Malondialdehyde levels (MDA) determine levels of deterioration of lipid peroxidation mechanism. MDA is usually measured by derivation with thiobarbituric acid to give a red compound with an absorption maximum at 532 nm. The reaction was performed at pH 2-3 and 900°C for 15 min. The sample was mixed with two volumes of cold 10% (w/v) trichloroacetic acid to precipitate the protein. The precipitate was pelleted by centrifugation and a portion of the supernatant was reacted with an equal volume of 0.67% (w/v) TBA in a boiling water bath for 10 minutes. Ovarian tissue samples were homogenized with super cold 150 mMKCl for the assurance of MDA levels. After cooling, the absorbance was read at 532 nm. The MDA levels were tested and the outcomes are expressed as nmol MDA/g tissue (Table 1)34.

Table 1
MDA concentrations in all groups.

Statistical analysis

In this study, descriptive statistical average, the standard error values are given with standard deviations and averages. The normal distribution assumption Kolmogorov-Smirnow test fit of the data, while the homogeneity was examined by Levene test. The comparison of the average Intergroup One-way analysis of variance (ANOVA) test was used. Intergroup for multiple comparisons test, Dunnett and Tukey HSD tests were used. All statistical tests used is the 95% confidence interval; p value of <0.05 were considered statistically significant.

Results

Biochemical findings

MDA levels were compared in control and experimental groups.

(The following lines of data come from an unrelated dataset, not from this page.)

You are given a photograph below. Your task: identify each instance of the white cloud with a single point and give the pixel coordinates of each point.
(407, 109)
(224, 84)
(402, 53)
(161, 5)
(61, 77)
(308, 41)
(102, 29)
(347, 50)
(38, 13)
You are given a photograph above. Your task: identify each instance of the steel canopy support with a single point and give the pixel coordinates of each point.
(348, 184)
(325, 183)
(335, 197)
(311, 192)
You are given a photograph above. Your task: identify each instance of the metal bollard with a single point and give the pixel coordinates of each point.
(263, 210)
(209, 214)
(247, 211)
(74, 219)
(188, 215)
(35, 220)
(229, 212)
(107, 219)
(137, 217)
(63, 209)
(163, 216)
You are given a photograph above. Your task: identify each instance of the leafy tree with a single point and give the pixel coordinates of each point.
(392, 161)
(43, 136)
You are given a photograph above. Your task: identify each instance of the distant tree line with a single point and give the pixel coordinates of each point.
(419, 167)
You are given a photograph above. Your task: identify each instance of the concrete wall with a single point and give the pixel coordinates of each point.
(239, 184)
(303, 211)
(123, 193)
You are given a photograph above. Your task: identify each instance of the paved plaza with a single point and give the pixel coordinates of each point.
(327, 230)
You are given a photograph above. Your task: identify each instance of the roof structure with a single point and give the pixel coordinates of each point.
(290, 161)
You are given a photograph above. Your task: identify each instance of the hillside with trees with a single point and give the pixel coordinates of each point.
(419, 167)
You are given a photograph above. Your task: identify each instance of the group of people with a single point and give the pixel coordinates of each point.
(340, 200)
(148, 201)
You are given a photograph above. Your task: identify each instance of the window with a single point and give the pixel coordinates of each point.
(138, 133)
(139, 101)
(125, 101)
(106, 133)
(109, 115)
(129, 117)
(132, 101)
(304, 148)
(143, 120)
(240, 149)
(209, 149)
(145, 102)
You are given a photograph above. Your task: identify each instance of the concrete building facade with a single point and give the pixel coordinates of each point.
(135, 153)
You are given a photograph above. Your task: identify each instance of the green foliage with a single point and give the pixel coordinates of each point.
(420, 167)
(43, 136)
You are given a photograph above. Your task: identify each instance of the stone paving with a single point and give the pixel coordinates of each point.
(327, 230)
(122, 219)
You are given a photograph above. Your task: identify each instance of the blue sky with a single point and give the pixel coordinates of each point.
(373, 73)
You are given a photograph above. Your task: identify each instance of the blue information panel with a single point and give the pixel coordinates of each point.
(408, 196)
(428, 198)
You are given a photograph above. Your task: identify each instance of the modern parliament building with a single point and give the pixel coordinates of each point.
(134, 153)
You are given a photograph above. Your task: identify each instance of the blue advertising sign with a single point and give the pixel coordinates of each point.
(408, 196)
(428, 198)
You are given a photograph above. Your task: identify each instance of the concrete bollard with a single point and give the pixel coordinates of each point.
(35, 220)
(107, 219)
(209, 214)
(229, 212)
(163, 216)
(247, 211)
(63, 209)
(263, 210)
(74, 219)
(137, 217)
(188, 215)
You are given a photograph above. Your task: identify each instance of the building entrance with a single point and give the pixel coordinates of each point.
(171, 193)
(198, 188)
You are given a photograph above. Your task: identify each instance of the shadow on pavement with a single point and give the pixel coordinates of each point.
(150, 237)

The comparison of all groups with each other in terms of MDA (tissue and plasma) was statistically significant (Table 1).

Groups were compared in terms of length of the uterine epithelium in all groups (Table 2). The average length in parameters showed statistically significant difference (F = 38.847, *P <0.001).

Table 2
The length of the uterine luminal epithelium.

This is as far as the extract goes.